Les Pure Moonlight obéissent donc à une structure en boucle, où cependant notre perception a bien du mal à s’opérer de façon claire et nette. Effectivement, notre perception n’arrive pas à déterminer précisément les limites et contours des œuvres. Notre regard se trouve carrément perturbé, et nous avons alors l’impression d’observer des œuvres nébuleuses, composées à partir d’un matériau vaporeux. Paradoxalement, plus on tente de se focaliser sur les peintures murales, plus notre perception se trouble, comme si elle était définitivement incapable de se stabiliser.
Ugo Rondinne crée ainsi des formes insaisissables et mouvantes. Les tondos apparaissent comme des trompe-l’œil, des cibles vibrantes, qui transcendent les limites de la peinture «statique». Le plaisir du spectateur provient alors de cette incapacité à mettre au point son regard, voire à être trompé, victime d’illusions d’optique ou d’hallucinations. Dans l’univers de Ugo Rondinone, plus rien ne nous garantit que des formes simples, en l’occurrence des cercles, se donneront à notre regard de manière certaine et limpide.

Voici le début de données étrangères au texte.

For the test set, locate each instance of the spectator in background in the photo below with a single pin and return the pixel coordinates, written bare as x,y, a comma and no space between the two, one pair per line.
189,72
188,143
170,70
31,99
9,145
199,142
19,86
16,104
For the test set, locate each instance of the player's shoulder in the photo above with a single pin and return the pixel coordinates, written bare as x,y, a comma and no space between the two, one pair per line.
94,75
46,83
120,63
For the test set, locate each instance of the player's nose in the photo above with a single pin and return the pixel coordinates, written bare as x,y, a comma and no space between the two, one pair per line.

Les œuvres apparaissent alors comme autant de vibrations ou d’émanations qui changent au gré des positions du spectateur. Selon la distance qui nous sépare des œuvres, ou l’angle à partir duquel on les contemple, les Pure Moonlight ne revêtent pas la même apparence. En ce sens, les œuvres sont fluctuantes et nous ouvrent les voies d’un monde onirique, d’un voyage intérieur, où les frontières entre le statique et le mouvant se trouvent chamboulées.
Tout se brouille, la vision s’altère, on se situe entre rêve et réalité, dans un univers brumeux où le temps se suspend. Alors que notre perception fluctue face aux grands tondos, de petites bougies aux couleurs éclatantes sont disséminées çà et là sur le sol de la galerie. Leur petitesse, leur fragilité et leur éclat limpide contrastent évidemment avec les immenses cercles concentriques aux contours fluctuants. Ces bougies sont en réalité composées de bronze et de plomb. Leur taille varie, comme si elles avaient brûlé pendant plus ou moins longtemps, leur mèche est cramoisie, et la cire a dégouliné le long de ces bougies, se répandant en diverses flaques à leur base.
Les bougies apparaissent ainsi comme les vecteurs d’un temps suspendu. Seuls les titres des tondos, divulguant les dates où les œuvres furent composées, nous offrent un marquage temporel précis. Les fenêtres de la galerie ont également été occultées, nous coupant de la réalité et du flux du monde extérieur, ainsi que de la lumière naturelle indiquant à quel moment du jour nous nous situons.
Au final, nos repères visuels et temporels se trouvent bouleversés. Les tondos nous indiquent que notre perception ne peut plus s’appuyer sur les découpages habituels qu’elle constitue, et qui nous aident à délimiter les objets qui viennent à nous. Notre vision est également perturbée par des changements d’échelle, puisque l’on est d’abord confronté à des œuvres d’envergure, puis à de petits formats avec les bougies multicolores. Alors que notre perception était incapable de se fixer, il nous faut maintenant être vigilant, afin de ne pas heurter ces bougies minuscules qui se trouvent à nos pieds, et retrouver d’un pas certain notre chemin vers la réalité.